I don't want to see things on DT that are harmful to people. You might think that a book or a game can't be harmful (feel free to insert "it's just a game" or whatever, here, if you like). I don't agree. I do kind of feel that if you're susceptible to certain language or images to the point that you can sink into PTSD upon seeing them, then really you need to be responsible for your own safety...

...but then, it's really damn easy for me to say that, isn't it? I have things that trigger me, but not nearly to that extent, and not generally online. When something is far removed from own experience, I try to be a little more open to understanding it, because I know that human beings are really bad at grokking perspectives not their own. As a white man, especially, empathy is not something that's asked of me, but it's important to me, so I try to cultivate it.

It's important to me that people not be harmed, in general. If the cost of not doing harm is that someone doesn't get to upload a roleplaying game that's explicitly about sexual violence to a given marketplace, I really don't think that's too high a cost. Slippery slope arguments are, I think, specious.

So how should (back to "should") DriveThru proceed? Some folks have suggested that they hire people to read books, or at least blurbs. Some folks have opined that a community-focused approach is better.
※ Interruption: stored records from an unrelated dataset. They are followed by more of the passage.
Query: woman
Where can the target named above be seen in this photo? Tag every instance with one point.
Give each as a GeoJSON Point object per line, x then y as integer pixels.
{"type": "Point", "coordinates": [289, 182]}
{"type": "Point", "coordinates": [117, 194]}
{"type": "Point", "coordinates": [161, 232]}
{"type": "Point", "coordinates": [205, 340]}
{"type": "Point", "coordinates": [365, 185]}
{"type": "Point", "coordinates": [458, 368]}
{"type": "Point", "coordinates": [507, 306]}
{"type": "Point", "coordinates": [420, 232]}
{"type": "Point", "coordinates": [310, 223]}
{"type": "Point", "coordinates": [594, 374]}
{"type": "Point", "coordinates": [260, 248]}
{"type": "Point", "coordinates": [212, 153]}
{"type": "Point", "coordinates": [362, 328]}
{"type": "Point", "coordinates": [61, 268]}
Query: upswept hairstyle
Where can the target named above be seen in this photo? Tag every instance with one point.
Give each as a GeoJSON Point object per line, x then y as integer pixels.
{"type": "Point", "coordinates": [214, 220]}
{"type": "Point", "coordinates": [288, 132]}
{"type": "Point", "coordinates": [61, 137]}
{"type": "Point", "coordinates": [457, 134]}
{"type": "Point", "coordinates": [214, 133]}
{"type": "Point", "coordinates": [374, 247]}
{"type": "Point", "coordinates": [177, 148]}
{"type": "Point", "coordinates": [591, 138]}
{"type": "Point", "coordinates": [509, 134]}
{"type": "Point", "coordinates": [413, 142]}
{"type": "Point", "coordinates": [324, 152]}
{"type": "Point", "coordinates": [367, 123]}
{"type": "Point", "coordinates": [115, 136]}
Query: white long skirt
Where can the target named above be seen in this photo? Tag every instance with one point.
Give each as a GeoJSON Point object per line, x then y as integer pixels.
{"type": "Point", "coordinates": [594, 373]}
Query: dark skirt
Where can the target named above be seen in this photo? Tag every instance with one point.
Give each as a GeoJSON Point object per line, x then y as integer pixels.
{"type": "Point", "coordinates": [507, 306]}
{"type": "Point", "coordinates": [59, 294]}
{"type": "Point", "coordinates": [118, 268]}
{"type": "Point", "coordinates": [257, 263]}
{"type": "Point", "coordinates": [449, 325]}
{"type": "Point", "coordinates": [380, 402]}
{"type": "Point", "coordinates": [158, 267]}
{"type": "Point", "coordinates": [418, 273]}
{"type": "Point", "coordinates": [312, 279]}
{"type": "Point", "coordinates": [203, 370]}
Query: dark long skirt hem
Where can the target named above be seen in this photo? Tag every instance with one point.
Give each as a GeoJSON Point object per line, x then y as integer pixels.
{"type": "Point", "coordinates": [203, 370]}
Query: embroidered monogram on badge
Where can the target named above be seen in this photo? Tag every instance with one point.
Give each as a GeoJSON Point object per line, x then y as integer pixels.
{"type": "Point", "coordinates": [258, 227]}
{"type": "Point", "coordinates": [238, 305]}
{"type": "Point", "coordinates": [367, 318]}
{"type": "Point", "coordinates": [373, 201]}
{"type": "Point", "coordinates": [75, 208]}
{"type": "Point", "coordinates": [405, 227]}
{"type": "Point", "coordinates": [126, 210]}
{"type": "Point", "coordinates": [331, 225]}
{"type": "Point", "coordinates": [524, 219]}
Some folks, of course, feel that "letting the market decide" is the best course of action; something that is offensive to the community at large just won't sell. This may or may not be true (I lean towards "not"), but it also doesn't address the whole "harm" thing.

What I think is that DriveThru's proposed approach - pay attention to the community, let them report problematic or offensive content, and err on the side of inclusive - is not going to do much to alleviate a situation very much like the one that just happened. I think that we'll get our first real test of that the next time someone tries to make a buck off being a martyr for some ill-conceived notion of "free speech" or "mature content," but until then I don't know the particulars.

I think DriveThru's approach has some holes, but I think it's something, it's (at least incremental) progress, and while I have reservations and I'm disappointed in their handling of all this, neither of those things are intense enough for me to want to stop buying product there, or to remove Growling Door's products from that marketplace.

So for the time being, I will continue to make games that strive to be inclusive, representative, non-exploitative, and non-harmful. I will continue to pay attention to people and consider what they're saying. And I will continue to sell my products on DriveThru.

If something happens to make me change that position, then I'll change it.